In 2021, a number of events took place in organized crime.

==Events==
- April 10 – The Venezuelan Armed Forces announce the arrest of an unspecified number of Sinaloa Cartel members amidst clashes with FARC dissidents in the state of Apure.
- May 31 – Corleonesi Mafia hitman Giovanni Brusca is released from prison after serving his 25-year sentence. He was convicted for his role in the Capaci bombing, which killed anti-Mafia magistrate Giovanni Falcone alongside four other people. His release is condemned by the leaders of the ruling Italian Democratic Party and the right-wing Lega Nord.
- September 14 – A Mexican court sentences Vicente Carrillo Fuentes, a former leader of the Juárez drug cartel, to 28 years in prison on the charges of organized crime and drug trafficking.
- October 23 – Colombian police arrest Dario Antonio Úsuga (alias "Otoniel"), a leader of the Clan del Golfo drug cartel, in the town of Necoclí.
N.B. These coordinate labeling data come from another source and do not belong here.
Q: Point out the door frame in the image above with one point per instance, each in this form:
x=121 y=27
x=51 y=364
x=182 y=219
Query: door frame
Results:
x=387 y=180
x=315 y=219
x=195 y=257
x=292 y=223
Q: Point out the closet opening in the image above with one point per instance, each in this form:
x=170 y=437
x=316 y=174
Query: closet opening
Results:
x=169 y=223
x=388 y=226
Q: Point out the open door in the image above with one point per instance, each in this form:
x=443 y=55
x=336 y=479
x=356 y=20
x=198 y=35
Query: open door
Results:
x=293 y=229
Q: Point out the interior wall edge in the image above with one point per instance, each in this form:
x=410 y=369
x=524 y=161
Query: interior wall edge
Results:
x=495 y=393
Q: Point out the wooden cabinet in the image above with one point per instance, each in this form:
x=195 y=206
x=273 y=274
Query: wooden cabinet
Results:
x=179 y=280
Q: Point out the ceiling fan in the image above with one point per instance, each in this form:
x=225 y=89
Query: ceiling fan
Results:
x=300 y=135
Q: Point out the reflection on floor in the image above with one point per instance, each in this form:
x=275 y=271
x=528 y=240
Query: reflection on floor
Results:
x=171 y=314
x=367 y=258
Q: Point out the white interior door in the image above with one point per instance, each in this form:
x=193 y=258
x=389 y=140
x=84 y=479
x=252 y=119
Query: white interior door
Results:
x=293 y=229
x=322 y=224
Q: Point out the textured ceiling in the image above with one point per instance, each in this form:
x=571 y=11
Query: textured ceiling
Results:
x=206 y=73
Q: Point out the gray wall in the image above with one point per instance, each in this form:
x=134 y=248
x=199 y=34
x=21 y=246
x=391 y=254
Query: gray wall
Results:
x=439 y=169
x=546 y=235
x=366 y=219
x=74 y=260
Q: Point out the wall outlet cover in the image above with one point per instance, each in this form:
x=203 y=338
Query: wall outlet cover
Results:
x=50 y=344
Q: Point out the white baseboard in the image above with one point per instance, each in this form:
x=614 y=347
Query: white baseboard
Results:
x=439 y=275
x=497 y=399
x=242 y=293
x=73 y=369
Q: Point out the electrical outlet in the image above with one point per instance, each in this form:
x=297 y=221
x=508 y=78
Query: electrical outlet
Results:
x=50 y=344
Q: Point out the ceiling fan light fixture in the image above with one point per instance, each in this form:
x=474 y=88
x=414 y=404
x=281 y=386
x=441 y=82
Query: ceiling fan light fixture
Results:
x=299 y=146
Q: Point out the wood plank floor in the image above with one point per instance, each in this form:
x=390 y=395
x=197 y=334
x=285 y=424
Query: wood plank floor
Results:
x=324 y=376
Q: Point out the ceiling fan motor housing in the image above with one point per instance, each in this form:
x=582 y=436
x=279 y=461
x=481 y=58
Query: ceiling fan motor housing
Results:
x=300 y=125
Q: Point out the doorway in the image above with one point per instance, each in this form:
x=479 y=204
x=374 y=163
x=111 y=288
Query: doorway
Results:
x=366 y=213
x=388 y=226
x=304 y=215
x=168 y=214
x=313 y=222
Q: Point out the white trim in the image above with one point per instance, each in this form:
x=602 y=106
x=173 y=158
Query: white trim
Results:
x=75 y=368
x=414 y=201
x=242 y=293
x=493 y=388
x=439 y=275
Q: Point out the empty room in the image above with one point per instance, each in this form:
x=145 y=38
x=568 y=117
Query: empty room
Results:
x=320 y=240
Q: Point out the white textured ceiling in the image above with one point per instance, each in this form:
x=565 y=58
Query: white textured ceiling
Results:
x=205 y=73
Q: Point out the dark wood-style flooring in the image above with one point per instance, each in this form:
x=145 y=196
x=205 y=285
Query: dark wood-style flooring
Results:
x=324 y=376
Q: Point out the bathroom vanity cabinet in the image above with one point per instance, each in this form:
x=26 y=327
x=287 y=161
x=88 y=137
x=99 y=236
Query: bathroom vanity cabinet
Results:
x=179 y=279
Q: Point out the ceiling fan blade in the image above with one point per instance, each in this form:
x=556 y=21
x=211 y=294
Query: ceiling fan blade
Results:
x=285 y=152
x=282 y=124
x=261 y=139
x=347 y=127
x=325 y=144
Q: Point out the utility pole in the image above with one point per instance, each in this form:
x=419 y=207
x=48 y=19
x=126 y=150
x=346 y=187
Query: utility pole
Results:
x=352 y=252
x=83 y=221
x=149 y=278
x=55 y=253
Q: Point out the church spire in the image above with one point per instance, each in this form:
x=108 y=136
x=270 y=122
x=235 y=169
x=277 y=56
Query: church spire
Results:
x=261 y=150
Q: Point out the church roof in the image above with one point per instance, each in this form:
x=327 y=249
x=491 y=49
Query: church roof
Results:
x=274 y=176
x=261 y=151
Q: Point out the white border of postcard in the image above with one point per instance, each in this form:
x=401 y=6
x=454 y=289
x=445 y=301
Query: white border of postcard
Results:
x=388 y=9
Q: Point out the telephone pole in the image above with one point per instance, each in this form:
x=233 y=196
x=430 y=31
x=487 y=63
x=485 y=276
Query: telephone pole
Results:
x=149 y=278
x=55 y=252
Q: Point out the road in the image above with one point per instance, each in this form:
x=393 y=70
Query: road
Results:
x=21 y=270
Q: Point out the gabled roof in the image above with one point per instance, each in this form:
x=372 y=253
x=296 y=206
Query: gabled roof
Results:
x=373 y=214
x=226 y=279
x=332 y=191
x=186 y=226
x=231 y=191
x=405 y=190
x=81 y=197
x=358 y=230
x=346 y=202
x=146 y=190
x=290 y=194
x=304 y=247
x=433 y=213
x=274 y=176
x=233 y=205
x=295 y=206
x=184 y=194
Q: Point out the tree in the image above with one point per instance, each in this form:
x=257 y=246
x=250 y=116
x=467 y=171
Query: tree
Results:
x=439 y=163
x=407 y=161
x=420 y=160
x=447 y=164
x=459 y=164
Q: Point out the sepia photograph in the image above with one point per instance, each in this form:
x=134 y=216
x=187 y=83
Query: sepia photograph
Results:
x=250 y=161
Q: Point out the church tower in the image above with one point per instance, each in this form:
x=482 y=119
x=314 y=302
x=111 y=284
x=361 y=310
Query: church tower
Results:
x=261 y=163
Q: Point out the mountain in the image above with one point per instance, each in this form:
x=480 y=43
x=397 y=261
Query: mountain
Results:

Úsuga had been listed by authorities as one of the country's most-wanted drug traffickers.
- November 16 – The Mexican Secretariat of National Defense announces that Rosalinda González Valencia, the wife of Jalisco New Generation Cartel leader Nemesio Oseguera "El Mencho" Cervantes, is re-arrested. González was previously detained in 2018 for allegedly running the finances of the cartel, but was released on bail.
- December 1 – Armed cartel members break into a prison in Tula, Hidalgo using vehicles, detonating several car bombs. Nine inmates are freed, including a local drug lord. Two law enforcement officers are injured.

==Arts and literature==
- The Many Saints of Newark
- Lansky
- Furioza
- Ferry

==Deaths==
- February 25 – Peter Gotti, 81, American mobster (Gambino crime family).
- June 27 – Dominick Montiglio, 73, American mob associate (Gambino crime family).
- July 7 – Giovanni Tegano, 81, Italian mobster, head of De Stefano 'ndrina.
- August 21 – Anthony Scotto, 87, American mobster (Gambino crime family).
- September 24 – Jitender Mann Gogi, 38, Indian mobster.
- October 1 – Frank LoCascio, 89, American mobster (Gambino crime family).